Distances in this question are in metres.

Ryan and Jack have model airplanes, which take off from level ground. Jack’s airplane takes off after Ryan’s.

The position of Ryan’s airplane \(t\) seconds after it takes off is given by \(\boldsymbol{r}=\left( \begin{array}{c}5\\6\\0\end{array} \right) + t\left( \begin{array}{c} - 4\\2\\4\end{array} \right)\).

Find the speed of Ryan’s airplane.

[3]
a.

Find the height of Ryan’s airplane after two seconds.

[2]
b.

The position of Jack’s airplane \(s\) seconds after it takes off is given by r = \(\left( \begin{array}{c} - 39\\44\\0\end{array} \right) + s\left( \begin{array}{c}4\\ - 6\\7\end{array} \right)\).

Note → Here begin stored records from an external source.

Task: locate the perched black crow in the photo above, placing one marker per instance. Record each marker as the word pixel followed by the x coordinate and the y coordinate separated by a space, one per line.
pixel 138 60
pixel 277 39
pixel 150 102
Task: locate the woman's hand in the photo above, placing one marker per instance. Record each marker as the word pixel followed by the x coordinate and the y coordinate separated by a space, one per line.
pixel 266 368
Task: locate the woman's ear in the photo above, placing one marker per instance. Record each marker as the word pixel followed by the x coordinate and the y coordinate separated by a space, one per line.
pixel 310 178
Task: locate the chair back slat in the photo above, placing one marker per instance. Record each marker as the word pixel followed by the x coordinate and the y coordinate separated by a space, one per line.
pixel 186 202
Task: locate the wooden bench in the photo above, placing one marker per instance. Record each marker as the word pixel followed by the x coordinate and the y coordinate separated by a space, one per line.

Show that the paths of the airplanes are perpendicular.

[5]
c.

The two airplanes collide at the point \((-23, 20, 28)\).

How long after Ryan’s airplane takes off does Jack’s airplane take off?

[5]
d.

Markscheme

valid approach     (M1)

eg     magnitude of direction vector

correct working     (A1)

eg     \(\sqrt {{{( - 4)}^2} + {2^2} + {4^2}} ,{\text{ }}\sqrt { - {4^2} + {2^2} + {4^2}} \)

\(6{\text{ (m}}{{\text{s}}^{ - 1}})\)     A1     N2

[3 marks]

a.

substituting \(2\) for \(t\)     (A1)

eg     \(0 + 2(4)\), r = \(\left( \begin{array}{c}5\\6\\0\end{array} \right) + 2\left( \begin{array}{c} - 4\\2\\4\end{array} \right),\left( \begin{array}{c} - 3\\10\\8\end{array} \right)\), \(y = 10\)

\(8\) (metres)     A1     N2

[2 marks]

b.

METHOD 1

choosing correct direction vectors \(\left( \begin{array}{c} - 4\\2\\4\end{array} \right)\) and \(\left( \begin{array}{c}4\\ - 6\\7\end{array} \right)\)     (A1)(A1)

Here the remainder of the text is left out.